Redemption

In John 4 we are told of a Samaritan woman who meets with Jesus when drawing water from a well at midday. In their conversation we find that she had five husbands and was living with a man she was not married to.

In those days Samaritan women went to the well in groups in the morning and evening as it was cooler. Also, traditional ancient Jewish culture didn’t allow for friendly exchanges with Samaritans, because they were a mixed-race people who had married with Assyrians centuries before, so were deemed outcasts. In addition, and in an even larger context, first-century men didn’t enter into conversation with women in public, not even their wives as they were considered greatly inferior to men. So for Jesus to be found speaking to this woman was not only culturally inappropriate but would’ve been readily perceived by onlookers as scandalous.

She having had so many husbands was clearly the talk of the town. What was even worse was that this unmarried woman was presently living with a man.  Even for the Samaritans, this was an abomination. In order to avoid the mockery of the townswomen who filled their water jars at sunrise and sunset, this woman came to the well at noon, the hottest hour of the day. The social stigma that this woman endured in the community must have been demeaning.

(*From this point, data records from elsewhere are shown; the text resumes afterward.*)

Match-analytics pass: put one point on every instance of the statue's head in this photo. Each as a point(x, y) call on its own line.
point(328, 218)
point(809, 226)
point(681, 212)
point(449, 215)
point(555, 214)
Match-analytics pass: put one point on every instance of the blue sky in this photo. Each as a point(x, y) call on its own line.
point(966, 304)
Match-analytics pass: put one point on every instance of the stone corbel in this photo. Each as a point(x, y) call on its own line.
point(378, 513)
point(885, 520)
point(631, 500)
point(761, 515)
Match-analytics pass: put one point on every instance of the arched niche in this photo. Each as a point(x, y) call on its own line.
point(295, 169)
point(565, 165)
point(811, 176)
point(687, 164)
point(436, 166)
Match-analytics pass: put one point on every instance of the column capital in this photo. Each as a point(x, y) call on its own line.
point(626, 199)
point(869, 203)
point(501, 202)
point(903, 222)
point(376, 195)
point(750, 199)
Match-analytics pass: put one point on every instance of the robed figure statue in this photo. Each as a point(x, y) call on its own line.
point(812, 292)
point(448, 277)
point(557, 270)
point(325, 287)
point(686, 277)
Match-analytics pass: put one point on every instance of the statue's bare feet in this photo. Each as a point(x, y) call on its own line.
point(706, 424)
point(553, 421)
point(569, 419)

She was ostracised by all who lived there, so imagine her surprise when Jesus came up and spoke directly to her.  He even called her “woman” which was a sign of respect and dignity not found anywhere at that time. Jesus treated her like a person, a person of intelligence, someone who mattered, someone who was worthy of the Messiah’s ‘living water’.

“Jesus answered, “Everyone who drinks this water will be thirsty again, but whoever drinks the water I give them will never thirst. Indeed, the water I give them will become in them a spring of water welling up to eternal life.” The woman said to him, “Sir, give me this water so that I won’t get thirsty and have to keep coming here to draw water.”” – John 4:13-15

Jesus used the water as a metaphor to teach this woman. He spoke about the living water, which gives eternal life.  The woman realised her innate need for this type of water and Jesus gave it to her. She left the well a changed person. He REDEEMED her! In His mercy and love, He extended to her a gift of which all others would have deemed her undeserving: His grace, His covering… HIMSELF!

This same shy, rejected lady went through the town proclaiming the works of Jesus. His redemption liberated her, took away her shame and consequently made many Samaritans of that city believe in Him. By reaching out to the Samaritans, Jesus showed that his mission was to the entire earth, not just the Jews. In the book of Acts, after Jesus’ ascension into heaven, His apostles carried on this work in Samaria and to the Gentile world.

This Samaritan woman was REJECTED. She was rejected because of her race, her gender and her sexual indiscretions yet God still chose to reveal Himself to her.

He did it for her… He can do it for you!